ECLI:NL:HR:2023:1201
Hoge Raad
- Cassatie
- Rechtspraak.nl
Cassatie tegen uitspraak Gerechtshof Arnhem-Leeuwarden inzake belasting van personenauto's en motorrijwielen
In deze zaak heeft de Hoge Raad op 8 september 2023 uitspraak gedaan in een cassatieprocedure tegen een beslissing van het Gerechtshof Arnhem-Leeuwarden. De zaak betreft een beroep in cassatie van de belanghebbende, vertegenwoordigd door L. Imants, tegen de uitspraak van het Hof van 30 augustus 2022, met nummer BK-ARN 20/00348. Dit hoger beroep volgde op een eerdere uitspraak van de Rechtbank Gelderland, die betrekking had op een door de belanghebbende voldaan bedrag aan belasting van personenauto's en motorrijwielen, onder nummer AWB 18/2587.

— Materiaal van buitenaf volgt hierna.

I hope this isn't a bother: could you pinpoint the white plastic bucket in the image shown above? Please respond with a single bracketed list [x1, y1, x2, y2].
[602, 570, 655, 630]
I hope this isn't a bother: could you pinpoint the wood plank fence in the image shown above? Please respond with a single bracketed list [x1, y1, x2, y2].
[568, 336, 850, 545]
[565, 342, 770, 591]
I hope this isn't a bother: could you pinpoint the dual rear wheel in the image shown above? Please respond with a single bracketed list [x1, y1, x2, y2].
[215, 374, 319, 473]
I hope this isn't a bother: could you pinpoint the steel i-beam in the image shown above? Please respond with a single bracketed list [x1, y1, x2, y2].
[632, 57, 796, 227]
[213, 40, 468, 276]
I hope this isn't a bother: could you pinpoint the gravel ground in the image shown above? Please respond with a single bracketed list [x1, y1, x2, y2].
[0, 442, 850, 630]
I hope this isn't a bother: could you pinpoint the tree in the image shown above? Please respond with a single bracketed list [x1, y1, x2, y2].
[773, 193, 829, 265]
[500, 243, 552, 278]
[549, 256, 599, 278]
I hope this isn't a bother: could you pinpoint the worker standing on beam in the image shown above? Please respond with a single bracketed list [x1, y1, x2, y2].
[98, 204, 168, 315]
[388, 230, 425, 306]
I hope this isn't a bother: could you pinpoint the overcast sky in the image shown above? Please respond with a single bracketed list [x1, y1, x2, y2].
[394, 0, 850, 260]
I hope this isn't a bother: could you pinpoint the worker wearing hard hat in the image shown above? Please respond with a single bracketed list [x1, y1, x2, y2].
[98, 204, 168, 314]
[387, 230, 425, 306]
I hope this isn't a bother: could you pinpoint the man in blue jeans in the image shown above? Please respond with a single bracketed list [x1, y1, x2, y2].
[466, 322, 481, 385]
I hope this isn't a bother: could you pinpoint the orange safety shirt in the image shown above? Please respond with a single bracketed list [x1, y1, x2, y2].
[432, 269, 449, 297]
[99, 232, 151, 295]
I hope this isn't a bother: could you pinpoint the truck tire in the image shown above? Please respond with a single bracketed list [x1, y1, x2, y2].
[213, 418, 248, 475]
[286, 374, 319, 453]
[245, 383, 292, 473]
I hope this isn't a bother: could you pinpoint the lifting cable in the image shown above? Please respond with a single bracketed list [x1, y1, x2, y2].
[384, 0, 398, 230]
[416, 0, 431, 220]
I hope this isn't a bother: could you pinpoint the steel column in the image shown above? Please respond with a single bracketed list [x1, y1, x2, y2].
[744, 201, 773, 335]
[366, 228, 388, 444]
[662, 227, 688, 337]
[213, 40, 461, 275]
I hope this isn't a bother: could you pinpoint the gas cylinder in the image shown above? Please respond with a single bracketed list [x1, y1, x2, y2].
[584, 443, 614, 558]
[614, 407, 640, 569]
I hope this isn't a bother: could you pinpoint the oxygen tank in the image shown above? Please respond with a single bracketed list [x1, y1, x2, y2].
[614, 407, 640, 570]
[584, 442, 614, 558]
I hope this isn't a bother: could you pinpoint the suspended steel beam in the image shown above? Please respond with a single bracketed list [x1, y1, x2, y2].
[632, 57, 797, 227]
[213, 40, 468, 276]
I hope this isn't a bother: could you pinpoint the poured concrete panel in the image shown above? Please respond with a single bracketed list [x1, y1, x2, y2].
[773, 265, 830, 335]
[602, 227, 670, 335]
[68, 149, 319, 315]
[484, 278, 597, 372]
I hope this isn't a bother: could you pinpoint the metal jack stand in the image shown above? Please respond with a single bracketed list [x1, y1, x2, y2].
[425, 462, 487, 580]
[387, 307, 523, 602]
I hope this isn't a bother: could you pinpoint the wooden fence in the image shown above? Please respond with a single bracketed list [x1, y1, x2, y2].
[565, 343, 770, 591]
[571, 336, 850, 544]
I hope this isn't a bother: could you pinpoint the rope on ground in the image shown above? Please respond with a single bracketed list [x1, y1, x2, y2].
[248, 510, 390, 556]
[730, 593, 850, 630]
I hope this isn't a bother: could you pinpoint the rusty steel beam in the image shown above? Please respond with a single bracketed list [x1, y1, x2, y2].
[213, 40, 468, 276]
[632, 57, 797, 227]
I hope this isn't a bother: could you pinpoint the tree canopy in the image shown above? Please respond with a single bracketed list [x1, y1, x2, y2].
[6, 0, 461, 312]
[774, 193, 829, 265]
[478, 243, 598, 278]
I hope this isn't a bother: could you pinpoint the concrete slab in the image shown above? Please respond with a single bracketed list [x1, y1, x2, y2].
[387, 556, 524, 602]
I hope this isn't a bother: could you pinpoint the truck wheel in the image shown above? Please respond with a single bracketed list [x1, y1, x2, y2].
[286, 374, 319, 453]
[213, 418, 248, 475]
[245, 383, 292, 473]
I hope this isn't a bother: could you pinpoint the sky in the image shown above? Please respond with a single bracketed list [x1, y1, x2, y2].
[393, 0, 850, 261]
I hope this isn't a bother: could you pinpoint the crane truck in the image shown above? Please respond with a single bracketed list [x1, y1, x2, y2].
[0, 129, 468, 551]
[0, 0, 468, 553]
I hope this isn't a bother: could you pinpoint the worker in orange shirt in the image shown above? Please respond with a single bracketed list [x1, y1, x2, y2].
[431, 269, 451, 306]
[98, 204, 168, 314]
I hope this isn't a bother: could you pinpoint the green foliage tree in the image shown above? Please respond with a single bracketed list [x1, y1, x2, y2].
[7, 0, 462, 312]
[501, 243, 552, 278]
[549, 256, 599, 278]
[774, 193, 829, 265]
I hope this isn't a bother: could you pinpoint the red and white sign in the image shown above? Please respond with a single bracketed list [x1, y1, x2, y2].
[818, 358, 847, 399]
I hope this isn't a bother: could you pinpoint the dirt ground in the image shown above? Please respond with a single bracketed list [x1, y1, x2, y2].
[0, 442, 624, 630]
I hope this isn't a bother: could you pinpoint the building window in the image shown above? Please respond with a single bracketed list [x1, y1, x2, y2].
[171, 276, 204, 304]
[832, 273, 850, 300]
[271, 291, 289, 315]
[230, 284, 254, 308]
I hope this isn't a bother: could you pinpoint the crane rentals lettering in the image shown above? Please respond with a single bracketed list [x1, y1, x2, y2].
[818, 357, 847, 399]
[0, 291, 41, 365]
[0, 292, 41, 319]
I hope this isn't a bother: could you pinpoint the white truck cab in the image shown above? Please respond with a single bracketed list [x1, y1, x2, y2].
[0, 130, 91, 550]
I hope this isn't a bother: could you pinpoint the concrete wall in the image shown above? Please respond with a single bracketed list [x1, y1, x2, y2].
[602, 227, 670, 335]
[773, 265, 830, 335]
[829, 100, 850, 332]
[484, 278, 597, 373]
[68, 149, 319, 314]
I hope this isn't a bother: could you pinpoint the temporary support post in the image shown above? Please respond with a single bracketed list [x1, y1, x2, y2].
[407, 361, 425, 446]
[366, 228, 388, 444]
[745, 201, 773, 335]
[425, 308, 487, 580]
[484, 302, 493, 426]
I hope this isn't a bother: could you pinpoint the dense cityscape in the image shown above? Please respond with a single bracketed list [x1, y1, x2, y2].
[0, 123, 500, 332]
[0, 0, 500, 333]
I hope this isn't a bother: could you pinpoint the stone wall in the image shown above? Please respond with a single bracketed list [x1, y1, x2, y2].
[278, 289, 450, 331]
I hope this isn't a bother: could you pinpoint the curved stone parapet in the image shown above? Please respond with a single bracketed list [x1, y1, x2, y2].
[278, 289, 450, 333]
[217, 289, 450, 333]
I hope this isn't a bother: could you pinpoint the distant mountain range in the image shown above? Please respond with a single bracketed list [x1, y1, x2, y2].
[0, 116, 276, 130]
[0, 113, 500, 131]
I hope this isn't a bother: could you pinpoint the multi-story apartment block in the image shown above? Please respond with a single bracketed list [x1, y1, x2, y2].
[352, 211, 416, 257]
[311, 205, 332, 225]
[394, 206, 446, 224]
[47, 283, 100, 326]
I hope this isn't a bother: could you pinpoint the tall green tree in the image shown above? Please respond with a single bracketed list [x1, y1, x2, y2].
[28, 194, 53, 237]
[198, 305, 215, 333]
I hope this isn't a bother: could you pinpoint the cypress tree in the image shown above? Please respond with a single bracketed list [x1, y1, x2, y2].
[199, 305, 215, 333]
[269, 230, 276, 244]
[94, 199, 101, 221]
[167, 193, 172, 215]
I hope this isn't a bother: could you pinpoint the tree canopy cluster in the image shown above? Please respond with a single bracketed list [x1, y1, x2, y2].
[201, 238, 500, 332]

De Hoge Raad heeft de klachten van de belanghebbende over de uitspraak van het Hof beoordeeld. De uitkomst was dat deze klachten niet konden leiden tot vernietiging van de uitspraak van het Hof. De Hoge Raad heeft in zijn oordeel geen verdere motivering hoeven geven, aangezien de beoordeling van de klachten niet noodzakelijkerwijs vragen opriep die van belang zijn voor de eenheid of ontwikkeling van het recht, zoals vermeld in artikel 81, lid 1, van de Wet op de rechterlijke organisatie.
Daarnaast heeft de Hoge Raad geen aanleiding gezien om een veroordeling in de proceskosten uit te spreken. Uiteindelijk heeft de Hoge Raad het beroep in cassatie ongegrond verklaard. Deze uitspraak is gedaan door de vice-president M.E. van Hilten, samen met de raadsheren E.N. Punt en M.A. Fierstra, en is openbaar uitgesproken op 8 september 2023.